I don’t think this is a good thing, by the way.
My objections to weight-loss drugs fall into two broad categories, as I’ve explained elsewhere. On the one hand, I have moral objections—I don’t like unearned virtue and think good health isn’t a “right” that should be given to you by a corporation, the government or anybody else for that matter—and on the other I object to the massive power these drugs are handing to pharmaceutical companies, which already have far too much power over politics and our lives.
My stance has softened somewhat in recent months, at least on the moral front. I think it’s unavoidable that some people will have to use these drugs if they want to lose weight. Some people are simply too fat, and many lack the willpower or resources or both. These drugs aren’t going anywhere, and they do have some legitimate uses.
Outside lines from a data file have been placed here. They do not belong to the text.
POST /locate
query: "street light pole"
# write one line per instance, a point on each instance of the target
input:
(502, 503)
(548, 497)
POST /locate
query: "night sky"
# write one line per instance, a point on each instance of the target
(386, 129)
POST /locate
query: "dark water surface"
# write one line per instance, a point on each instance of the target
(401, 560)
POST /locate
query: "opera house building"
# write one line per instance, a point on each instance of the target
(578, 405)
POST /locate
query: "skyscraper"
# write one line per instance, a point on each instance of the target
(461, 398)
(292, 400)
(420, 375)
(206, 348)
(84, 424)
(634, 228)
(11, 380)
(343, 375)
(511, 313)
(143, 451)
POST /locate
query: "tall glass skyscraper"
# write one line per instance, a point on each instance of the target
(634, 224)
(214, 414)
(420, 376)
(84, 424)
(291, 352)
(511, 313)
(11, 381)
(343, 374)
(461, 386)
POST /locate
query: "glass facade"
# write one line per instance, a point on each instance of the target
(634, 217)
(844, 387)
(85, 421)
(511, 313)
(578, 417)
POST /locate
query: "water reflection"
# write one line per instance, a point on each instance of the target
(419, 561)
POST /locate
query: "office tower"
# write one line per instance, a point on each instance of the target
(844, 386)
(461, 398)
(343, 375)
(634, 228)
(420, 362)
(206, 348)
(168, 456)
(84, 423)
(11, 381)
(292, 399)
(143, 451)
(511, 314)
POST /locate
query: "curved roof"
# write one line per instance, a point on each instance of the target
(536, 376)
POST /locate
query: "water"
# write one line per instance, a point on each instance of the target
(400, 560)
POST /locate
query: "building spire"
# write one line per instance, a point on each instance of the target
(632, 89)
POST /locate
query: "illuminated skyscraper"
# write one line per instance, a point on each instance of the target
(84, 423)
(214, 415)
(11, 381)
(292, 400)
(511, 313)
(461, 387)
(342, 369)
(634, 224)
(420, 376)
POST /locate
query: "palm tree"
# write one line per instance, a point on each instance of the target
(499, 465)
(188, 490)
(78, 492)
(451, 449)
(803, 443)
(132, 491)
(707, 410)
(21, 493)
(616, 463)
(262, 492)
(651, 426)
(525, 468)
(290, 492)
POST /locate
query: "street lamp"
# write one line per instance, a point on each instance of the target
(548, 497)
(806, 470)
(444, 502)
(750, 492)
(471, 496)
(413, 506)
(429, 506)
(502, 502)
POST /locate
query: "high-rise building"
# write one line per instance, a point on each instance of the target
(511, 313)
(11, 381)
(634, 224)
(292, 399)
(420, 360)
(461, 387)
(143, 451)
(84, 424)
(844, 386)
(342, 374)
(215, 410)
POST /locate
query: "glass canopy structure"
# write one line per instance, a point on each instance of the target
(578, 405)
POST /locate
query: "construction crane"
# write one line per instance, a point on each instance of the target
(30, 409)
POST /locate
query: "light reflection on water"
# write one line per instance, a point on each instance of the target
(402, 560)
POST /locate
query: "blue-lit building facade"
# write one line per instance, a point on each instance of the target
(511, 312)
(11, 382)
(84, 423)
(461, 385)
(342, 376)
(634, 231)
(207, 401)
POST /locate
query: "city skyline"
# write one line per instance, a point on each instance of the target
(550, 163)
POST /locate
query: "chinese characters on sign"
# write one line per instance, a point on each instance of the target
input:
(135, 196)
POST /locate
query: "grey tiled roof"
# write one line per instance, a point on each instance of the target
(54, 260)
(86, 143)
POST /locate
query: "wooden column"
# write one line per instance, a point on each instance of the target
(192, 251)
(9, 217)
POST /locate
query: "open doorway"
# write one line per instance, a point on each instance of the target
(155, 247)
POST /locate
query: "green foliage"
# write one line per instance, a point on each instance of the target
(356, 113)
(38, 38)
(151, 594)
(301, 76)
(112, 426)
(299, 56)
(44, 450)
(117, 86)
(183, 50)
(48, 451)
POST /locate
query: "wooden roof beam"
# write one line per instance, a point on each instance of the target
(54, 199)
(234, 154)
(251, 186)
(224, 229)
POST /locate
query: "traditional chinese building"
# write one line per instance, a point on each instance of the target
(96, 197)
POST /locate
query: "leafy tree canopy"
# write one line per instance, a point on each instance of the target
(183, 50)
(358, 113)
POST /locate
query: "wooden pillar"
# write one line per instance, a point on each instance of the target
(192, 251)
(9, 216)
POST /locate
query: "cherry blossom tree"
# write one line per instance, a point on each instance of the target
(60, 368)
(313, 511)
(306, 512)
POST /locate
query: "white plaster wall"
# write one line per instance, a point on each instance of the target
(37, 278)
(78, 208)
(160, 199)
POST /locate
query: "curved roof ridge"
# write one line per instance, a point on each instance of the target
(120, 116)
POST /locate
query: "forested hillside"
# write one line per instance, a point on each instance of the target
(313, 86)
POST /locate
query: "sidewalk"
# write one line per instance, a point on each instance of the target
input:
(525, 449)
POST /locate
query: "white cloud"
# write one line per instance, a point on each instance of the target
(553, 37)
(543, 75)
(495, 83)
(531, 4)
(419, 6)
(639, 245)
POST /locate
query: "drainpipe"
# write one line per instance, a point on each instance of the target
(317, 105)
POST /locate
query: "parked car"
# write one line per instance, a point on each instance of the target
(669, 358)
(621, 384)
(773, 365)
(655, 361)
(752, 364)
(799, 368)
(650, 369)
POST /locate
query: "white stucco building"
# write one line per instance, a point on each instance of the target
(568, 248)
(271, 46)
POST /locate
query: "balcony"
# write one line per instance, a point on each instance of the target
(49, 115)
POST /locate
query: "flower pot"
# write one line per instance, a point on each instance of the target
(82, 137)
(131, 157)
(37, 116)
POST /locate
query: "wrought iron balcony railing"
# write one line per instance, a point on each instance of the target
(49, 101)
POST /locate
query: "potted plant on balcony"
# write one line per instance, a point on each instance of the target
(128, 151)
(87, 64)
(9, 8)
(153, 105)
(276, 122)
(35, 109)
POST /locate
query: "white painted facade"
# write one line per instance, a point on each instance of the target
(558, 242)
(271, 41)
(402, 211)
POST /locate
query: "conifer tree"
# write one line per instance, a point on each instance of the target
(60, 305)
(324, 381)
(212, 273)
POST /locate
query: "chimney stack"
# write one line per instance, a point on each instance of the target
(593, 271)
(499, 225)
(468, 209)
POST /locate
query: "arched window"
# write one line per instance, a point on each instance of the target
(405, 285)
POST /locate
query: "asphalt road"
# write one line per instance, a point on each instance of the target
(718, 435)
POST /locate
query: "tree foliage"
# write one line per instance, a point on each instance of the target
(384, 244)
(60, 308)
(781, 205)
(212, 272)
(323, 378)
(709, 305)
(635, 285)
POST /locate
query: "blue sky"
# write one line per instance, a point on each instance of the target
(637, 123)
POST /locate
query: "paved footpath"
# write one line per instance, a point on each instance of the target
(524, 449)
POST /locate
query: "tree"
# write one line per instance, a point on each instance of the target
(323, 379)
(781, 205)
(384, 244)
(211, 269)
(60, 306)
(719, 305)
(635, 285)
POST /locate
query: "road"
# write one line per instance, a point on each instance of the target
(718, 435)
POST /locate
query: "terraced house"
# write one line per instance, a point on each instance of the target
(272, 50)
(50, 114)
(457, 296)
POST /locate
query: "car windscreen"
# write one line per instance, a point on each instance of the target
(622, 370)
The real question concerns my second objection, and how much more power we’re willing to give Big Pharma.
As the long quotation from Fortune above shows, the profits of these drugs can, quite literally, give a pharmaceutical company the power to dictate national political, social and economic policy. Hell, Novo’s profits from semaglutide have helped fund the war in Ukraine, via Danish foreign aid.
It’s not an exaggeration to suggest similar power could be wielded by an Eli Lilly in the US.
One obvious way this could happen is through bankrupting the taxpayer-funded healthcare system. The Senate’s HELP Committee recently gameplanned various uptake trajectories and found that, even in a conservative scenario, the Medicare and Medicaid budgets might have to double within six years just to accommodate spending on weight-loss drugs. Of course, this assumes the drug companies will continue to charge absurdly high prices to American consumers. Trump has already made moves to prevent them from doing so. We’ll see/
But there are other more subtle ways this growing power could manifest itself. These fall under the rubric of what the philosopher Ivan Illich called “iatrogenesis.” Illich’s great book Medical Nemesis describes how the medicalisation of society strips us of our freedom to govern ourselves and choose how we live our lives. This is a form of medical harm that’s less easy to quantify than, say, adverse side effects or unnecessary surgeries, but it’s every bit as real and, in all truth, it’s worse, because it reshapes society without our conscious input, reducing individual and collective freedom.